Payne, who sees the work his pupil puts in every day, says Randle is deserving of an All-Star spot.

“I don’t know if people really understand who this guy is,” Payne said. “But to reach this goal would bring full circle what working, character and intelligence is. The ability to take care of your body, put the work in every day, to mentally think about the success you’re achieving and how to impact the team.”

Julius Randle of the New York Knicks shoots a free throw during a game against the Houston Rockets on Feb. 13 at Madison Square Garden in New York City.

Nathaniel S. Butler/NBAE via Getty Images

Payne’s relationship with Randle goes back to 2013. At the time, Payne was viewed as one of the nation’s top college basketball assistants under Hall of Famer John Calipari. The Wildcats had won the 2012 national championship and continued to produce top NBA talent.

Randle was a McDonald’s All American who was contemplating scholarship offers from Texas, Kansas, Florida and Kentucky. But he was leaning toward signing with Kentucky in part because he had heard great things from former and current Kentucky players on how Payne developed them and connected with them. (Throughout Payne’s 10 years at Kentucky, it was common to see the likes of Randle, Anthony Davis, DeMarcus Cousins, Karl-Anthony Towns, John Wall, Devin Booker, Bam Adebayo, P.J. Washington and Willie Cauley-Stein return to Lexington, Kentucky, to improve their games over the summer and break bread with Payne.)

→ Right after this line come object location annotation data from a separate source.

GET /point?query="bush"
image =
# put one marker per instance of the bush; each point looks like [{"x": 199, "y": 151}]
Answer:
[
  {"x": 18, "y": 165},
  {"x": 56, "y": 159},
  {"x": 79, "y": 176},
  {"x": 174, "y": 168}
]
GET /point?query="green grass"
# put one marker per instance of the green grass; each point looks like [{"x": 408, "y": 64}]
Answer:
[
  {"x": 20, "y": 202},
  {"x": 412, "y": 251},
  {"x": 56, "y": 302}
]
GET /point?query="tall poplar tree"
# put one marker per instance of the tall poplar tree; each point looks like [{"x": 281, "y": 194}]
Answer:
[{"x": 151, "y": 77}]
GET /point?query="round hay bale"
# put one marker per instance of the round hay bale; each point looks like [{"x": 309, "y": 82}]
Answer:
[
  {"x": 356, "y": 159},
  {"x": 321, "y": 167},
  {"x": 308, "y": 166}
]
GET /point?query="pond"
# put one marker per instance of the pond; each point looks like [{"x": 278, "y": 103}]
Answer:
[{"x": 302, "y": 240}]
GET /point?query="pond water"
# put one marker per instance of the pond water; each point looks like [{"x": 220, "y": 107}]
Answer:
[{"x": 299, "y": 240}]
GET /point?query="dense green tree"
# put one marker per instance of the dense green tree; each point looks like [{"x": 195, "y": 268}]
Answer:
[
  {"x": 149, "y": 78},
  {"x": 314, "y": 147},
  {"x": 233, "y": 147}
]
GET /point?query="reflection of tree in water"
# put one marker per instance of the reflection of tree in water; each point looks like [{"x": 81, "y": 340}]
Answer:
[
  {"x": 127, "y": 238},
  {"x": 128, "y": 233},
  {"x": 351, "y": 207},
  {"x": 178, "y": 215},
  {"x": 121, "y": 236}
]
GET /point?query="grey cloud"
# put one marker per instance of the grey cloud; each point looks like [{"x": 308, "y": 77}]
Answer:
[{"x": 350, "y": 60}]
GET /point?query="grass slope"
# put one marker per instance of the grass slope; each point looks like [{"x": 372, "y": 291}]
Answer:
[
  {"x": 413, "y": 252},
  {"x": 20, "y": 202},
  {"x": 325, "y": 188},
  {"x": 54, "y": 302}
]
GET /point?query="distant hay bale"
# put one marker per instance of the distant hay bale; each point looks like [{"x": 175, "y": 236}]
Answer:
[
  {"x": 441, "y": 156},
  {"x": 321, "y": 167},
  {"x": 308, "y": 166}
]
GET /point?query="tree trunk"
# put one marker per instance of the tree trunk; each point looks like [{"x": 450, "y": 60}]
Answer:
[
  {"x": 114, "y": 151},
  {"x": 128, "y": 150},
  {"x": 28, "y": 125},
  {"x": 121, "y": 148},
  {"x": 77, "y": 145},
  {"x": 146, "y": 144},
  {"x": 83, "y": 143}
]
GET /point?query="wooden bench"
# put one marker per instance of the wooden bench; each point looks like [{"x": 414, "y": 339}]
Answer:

Payne fondly recalls being enamored of Randle’s skill set when he first saw him at an AAU event. He had “LeBron James type of speed” to go along with strength and coordination. During the recruitment process, Payne became close to Randle’s mother, Carolyn Kyles. He was also close to Randle’s godfather, AAU coach and former NBA player Jeff Webster.

But when Calipari, Payne and other staff members visited Randle’s home for a recruiting meeting, Randle came away confused.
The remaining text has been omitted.